The closing of ranks is most striking when the coronavirus crisis has turned the project upside down. Until recently, the script was compelling enough that the president was willing to hold their nose for four more years.
Continuing with the appointment of conservative magistrates to consolidate the conservative bias in the judiciary for at least a generation or continuing to ride the wave of economic growth with the guarantee that there will be no more taxes, were goals for which it was worth tolerating the tweeting outbursts and international ridicule.
But the coronavirus introduced a radical twist to the script. Victory is slipping away, the economy is not doing well at all and the country has buried twice as many deaths in half a year as all its fallen in combat since World War II.
No support from Bush
Nor is it overly encouraging for thoughtful Republicans that so many of the characters who brought Trump to the White House have pleaded guilty or been convicted in these four years of various crimes. The list includes his former campaign manager Paul Manafort and his deputy Rick Gates; his former attorney Michael Cohen; his former National Security Advisor Michael Flynn; his former adviser Roger Stone. And, this past week, police arrested his former chief strategist and campaign architect, Steve Bannon.
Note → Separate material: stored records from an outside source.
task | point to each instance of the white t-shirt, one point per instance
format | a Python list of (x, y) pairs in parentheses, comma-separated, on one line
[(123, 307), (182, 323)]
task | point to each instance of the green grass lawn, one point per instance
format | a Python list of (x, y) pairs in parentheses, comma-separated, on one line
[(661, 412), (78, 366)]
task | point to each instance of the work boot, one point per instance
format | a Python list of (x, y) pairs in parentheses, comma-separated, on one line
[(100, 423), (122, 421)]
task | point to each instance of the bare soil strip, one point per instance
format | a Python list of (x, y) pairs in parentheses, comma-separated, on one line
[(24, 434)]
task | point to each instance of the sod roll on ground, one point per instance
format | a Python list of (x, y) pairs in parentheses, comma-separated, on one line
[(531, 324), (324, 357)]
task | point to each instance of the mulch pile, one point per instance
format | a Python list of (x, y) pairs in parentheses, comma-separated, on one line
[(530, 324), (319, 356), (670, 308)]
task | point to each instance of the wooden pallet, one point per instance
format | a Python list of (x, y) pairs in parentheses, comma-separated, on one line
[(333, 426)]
All the living presidents and the last Democratic presidential candidate had their speech at the party convention like Hillary Clinton, Bill Clinton, Barack Obama and even Jimmy Carter. This week, in the Republican, neither the only living Republican former president, George W. Bush, nor, of course, the last candidate, Romney, will speak.
After Romney lost in 2012, the party commissioned an internal study to determine why he had not won the popular vote more than once in a presidential election since 1988. The findings were that the party needed to reach out more to people of colour, to young people, women. “Then Donald Trump emerged and the party threw all those conclusions out the window with an almost audible sigh of relief,” he wrote in The New York Times.
Political consultant Stuart Stevens, who has worked for five Republican presidential candidates. “Trump did not hijack the Republican Party. It is the logical conclusion of what the party has become over the past 50 years, a natural product of the seeds of racial harassment, self-deception and rage that now dominate it.